Fix NPM Vulnerabilities
ReviewAudited by ClawScan on May 10, 2026.
Overview
The skill is mostly aligned with fixing npm vulnerabilities, but it tells the agent to silently install global or OS-level tools without asking, which deserves review before use.
Before installing or invoking this skill, make sure you are comfortable with automated git and npm changes. Disable or override the silent auto-install policy, require approval for any npm global, winget, or OS package-manager command, and review all dependency changes on the generated branch before merging.
Findings (2)
Artifact-based informational review of SKILL.md, metadata, install specs, static scan signals, and capability signals. ClawScan does not execute the skill or run runtime probes.
The command may change dependency files, branches, installed packages, and local build artifacts; if used carelessly, it could remove uncommitted work or create large project changes.
The workflow performs high-impact git and dependency operations.

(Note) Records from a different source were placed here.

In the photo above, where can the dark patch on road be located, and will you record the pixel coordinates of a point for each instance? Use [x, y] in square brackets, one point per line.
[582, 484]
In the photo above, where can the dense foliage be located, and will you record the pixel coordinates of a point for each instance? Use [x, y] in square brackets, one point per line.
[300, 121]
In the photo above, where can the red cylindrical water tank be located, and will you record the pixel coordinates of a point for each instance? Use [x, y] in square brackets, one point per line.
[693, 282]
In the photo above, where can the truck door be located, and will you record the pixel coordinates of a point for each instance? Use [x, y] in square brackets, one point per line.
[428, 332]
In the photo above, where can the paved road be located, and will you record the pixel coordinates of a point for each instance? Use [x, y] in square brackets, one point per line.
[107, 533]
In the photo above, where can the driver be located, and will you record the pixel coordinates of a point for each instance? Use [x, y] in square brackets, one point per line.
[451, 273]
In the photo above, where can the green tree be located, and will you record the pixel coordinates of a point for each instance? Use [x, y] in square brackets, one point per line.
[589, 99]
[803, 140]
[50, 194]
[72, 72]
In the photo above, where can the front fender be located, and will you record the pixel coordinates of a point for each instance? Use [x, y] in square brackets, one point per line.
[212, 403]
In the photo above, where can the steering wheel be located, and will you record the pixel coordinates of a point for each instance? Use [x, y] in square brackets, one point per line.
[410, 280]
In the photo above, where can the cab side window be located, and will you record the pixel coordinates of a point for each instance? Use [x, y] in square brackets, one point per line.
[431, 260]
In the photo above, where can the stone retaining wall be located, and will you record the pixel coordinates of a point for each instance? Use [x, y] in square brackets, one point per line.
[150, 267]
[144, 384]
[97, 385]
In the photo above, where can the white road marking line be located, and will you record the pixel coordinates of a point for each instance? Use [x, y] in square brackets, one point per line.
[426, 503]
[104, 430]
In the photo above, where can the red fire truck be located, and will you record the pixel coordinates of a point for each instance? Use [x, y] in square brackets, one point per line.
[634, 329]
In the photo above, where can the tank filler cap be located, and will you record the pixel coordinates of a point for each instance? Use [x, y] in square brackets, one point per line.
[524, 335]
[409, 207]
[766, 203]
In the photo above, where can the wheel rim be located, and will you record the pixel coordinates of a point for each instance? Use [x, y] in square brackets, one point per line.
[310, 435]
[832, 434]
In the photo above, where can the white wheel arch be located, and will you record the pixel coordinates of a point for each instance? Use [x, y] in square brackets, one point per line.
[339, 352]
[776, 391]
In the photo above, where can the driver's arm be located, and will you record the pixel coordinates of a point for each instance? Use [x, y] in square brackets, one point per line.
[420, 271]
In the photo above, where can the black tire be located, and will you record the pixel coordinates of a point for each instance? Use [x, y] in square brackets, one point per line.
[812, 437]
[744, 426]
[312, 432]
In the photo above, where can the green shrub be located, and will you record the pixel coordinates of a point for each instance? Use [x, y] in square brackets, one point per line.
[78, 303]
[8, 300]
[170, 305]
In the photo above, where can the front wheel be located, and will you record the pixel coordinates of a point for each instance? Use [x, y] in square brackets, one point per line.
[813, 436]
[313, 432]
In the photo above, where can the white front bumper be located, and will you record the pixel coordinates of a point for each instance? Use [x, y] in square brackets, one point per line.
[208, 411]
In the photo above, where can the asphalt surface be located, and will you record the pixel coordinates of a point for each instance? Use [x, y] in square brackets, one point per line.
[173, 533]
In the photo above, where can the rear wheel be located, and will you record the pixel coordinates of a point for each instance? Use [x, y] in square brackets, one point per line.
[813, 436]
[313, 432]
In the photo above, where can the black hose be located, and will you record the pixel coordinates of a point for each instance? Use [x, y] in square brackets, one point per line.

These actions are purpose-aligned and partly controlled by confirmation/branching, but users should understand they can substantially alter the working tree.

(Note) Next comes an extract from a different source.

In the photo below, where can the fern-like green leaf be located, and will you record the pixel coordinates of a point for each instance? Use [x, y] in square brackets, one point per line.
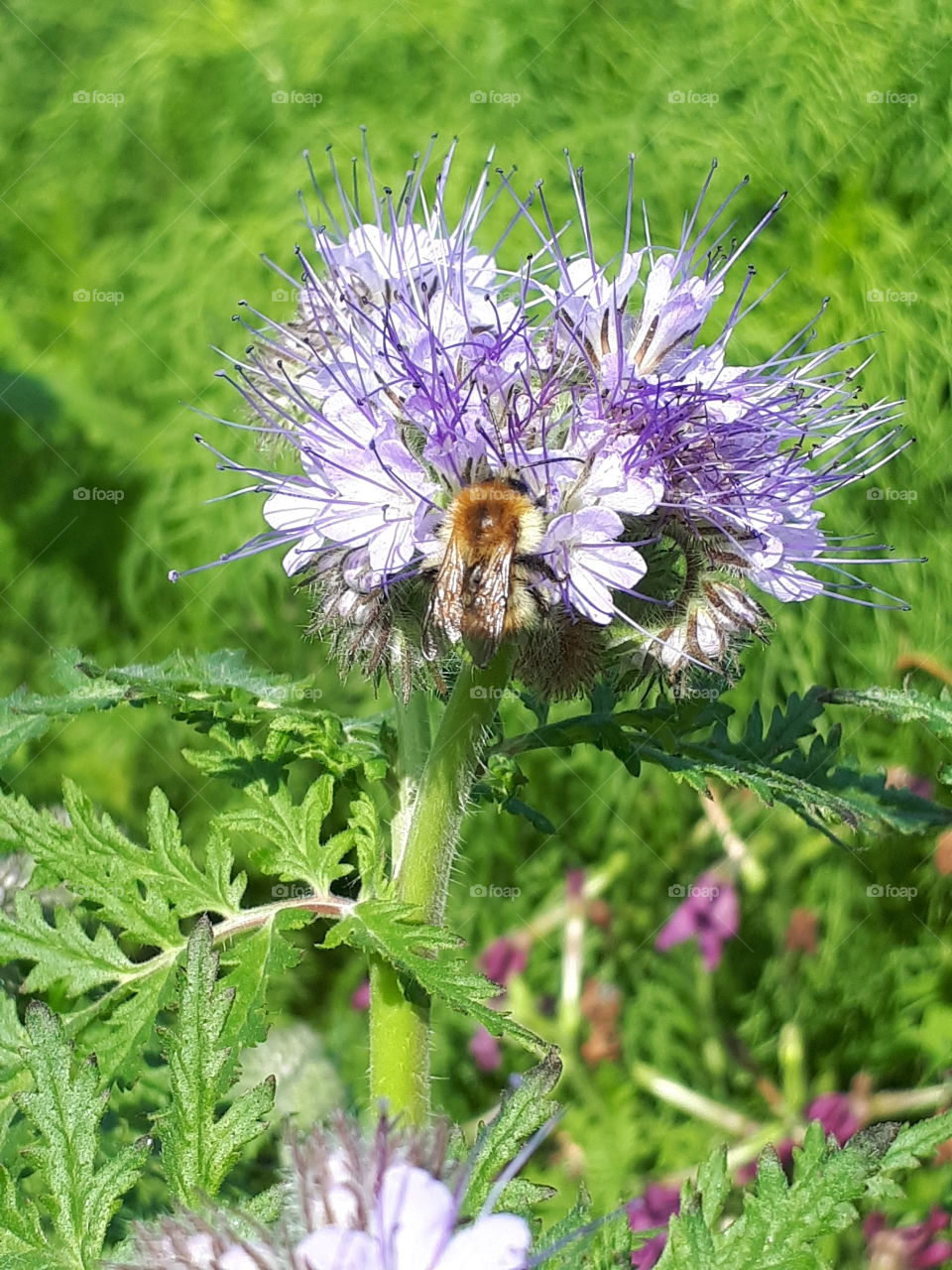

`reverts uncommitted changes (with confirmation)` ... `switches to main, pulls latest, creates a fix branch` ... `runs npm audit fix` ... `removes all node_modules, build caches`
Run only in a backed-up git repository, review the created branch and diff before merging, and do not approve reverting uncommitted work unless you are sure it is safe.
The agent could install unexpected software or globally modify the development environment, introducing supply-chain risk or leaving persistent tools on the machine.
The skill authorizes silent installation of unpinned global or OS-level tools from broad sources, without a declared dependency list or explicit user approval.
`Auto-install if low-risk` — `install silently without asking the user` ... `npm install -g <tool>` ... `winget install <tool>` ... `Other package managers as appropriate for the OS`
Require explicit user approval for every install, list the exact allowed tools and versions, prefer project-local pinned dev dependencies, and avoid silent global or OS-level package installation.